In Chinhuo village, also in Buhera Mrs Estery Masiraha unfortunately contracted Cholera while caring for her child.

“My child was the first to contract Cholera. However, at our church, we are not allowed to seek health services from the clinic so I gave my child a salt and sugar solution from home and she recovered. I however contracted Cholera and for me, it was a different story. I had to be taken to Chiwenga Clinic where I got assistance,” said Mrs Masiraha.

According to Ministry of Health and Child Care (MoHCC) data, as of June 1, 2024, a cumulative total of 34 550 suspected cholera cases, 88 laboratory-confirmed deaths, 631 suspected cholera deaths & four-thousand two hundred and sixteen (4 217) laboratory-confirmed cases were reported. As of 31 May 2024, among the cumulative cholera cases reported, 50 per cent were women, 31 per cent were children below 15 years and 13 per cent were children under five years.

Sister Nyengeterai Mutero, the Nurse in Charge and Mudanda Clinic in Buhera said at the initial stages of the outbreak in Buhera, women from religious objecting groups would bear the brunt of caring for the sick.

“We recorded 207 cases here but no institution death. Even though we never recorded a death at this clinic, you find that about four deaths were community deaths mainly from religious objectors as most cases were attended to in communities. At first, people would take long to seek treatment because they were being managed in communities, especially the objecting communities,” said Sr Mutero.

Meanwhile, data shows that unpaid Care work disproportionately affects women and girls, particularly those who also experience disadvantages based on income, age, race, geographic location, migration status, disability, sexual orientation and health status.

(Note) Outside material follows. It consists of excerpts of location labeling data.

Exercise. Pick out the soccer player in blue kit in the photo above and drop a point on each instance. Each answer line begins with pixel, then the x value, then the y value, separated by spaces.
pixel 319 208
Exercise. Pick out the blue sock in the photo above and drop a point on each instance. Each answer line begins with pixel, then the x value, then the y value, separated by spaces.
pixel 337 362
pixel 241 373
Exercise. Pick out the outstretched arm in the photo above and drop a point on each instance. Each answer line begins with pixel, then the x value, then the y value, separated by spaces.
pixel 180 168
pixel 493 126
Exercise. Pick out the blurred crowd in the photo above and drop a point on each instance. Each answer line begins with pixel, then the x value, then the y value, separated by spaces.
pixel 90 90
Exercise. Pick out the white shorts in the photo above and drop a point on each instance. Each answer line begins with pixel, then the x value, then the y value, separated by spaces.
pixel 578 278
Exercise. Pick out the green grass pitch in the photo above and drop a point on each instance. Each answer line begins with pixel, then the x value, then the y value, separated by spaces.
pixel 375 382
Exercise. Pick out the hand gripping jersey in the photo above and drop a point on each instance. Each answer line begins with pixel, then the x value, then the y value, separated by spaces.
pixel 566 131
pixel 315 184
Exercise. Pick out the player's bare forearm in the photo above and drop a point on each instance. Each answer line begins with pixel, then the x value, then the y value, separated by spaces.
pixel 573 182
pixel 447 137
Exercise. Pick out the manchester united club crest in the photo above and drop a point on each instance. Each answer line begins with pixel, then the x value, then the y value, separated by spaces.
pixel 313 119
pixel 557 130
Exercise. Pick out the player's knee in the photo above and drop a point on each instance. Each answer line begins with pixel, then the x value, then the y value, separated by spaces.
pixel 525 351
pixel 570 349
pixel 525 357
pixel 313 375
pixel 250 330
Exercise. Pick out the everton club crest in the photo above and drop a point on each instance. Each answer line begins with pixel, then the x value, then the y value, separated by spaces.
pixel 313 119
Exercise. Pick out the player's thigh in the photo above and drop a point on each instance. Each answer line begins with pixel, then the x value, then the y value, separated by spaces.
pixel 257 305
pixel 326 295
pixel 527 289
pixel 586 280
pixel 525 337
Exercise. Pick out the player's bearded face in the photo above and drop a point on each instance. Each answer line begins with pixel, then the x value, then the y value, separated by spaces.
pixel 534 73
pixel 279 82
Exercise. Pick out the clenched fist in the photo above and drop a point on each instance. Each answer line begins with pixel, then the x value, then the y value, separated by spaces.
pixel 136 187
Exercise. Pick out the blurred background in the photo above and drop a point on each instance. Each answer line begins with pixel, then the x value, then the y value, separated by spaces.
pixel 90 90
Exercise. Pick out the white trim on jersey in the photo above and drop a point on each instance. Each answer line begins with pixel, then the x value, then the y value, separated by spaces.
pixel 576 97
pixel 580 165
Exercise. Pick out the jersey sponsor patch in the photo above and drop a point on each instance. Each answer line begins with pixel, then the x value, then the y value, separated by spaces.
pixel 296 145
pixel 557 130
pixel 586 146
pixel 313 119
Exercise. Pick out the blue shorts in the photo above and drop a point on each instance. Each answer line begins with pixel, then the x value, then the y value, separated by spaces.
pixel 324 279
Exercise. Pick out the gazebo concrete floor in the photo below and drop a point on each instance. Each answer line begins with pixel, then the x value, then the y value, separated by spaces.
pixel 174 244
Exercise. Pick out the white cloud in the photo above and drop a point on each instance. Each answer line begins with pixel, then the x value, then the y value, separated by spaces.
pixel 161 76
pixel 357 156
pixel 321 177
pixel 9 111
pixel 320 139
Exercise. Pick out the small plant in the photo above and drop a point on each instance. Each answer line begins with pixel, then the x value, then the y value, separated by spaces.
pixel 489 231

Women’s movements the world over, have been advocating for the recognition of unpaid care work as a form of employment. They argue that unemployed women who bear the brunt of unpaid care work should be remunerated just like their working counterparts. In a study titled  ‘Value the Invaluable’, researchers estimated the contribution of healthcare related unpaid care work to the Global Gross Domestic (GDP) to be around  2.35 per cent of global GDP or the equivalent of US$1.488 trillion. When women’s contribution to all types of care (not just health care) is considered, this figure rises to a staggering US$11 trillion or 9 per cent of global GDP

Mrs Edinah Masiyiwa, a member of the Women Coalition of Zimbabwe (WCoZ) Health Cluster and Executive Director for the Women’s Action Group (WAG) said women are the first responders  in every disease outbreak and epidemic and should be remunerated for their work.

“What we are finding is that when disease outbreaks occur, women are called to duty. We are now at a time when unpaid care work has to be recognised and we are saying we are all working and unpaid care work at home is a form of employment. Sometimes you find that it’s the same women who are going out for productive or paid work but still they have to do the unpaid care work. The issue of unpaid care work is a concern even if there is no outbreak,” said Mrs Masiyiwa.

She added that there is need to strengthen the health delivery system in order to lessen the burden of health related unpaid care work in women.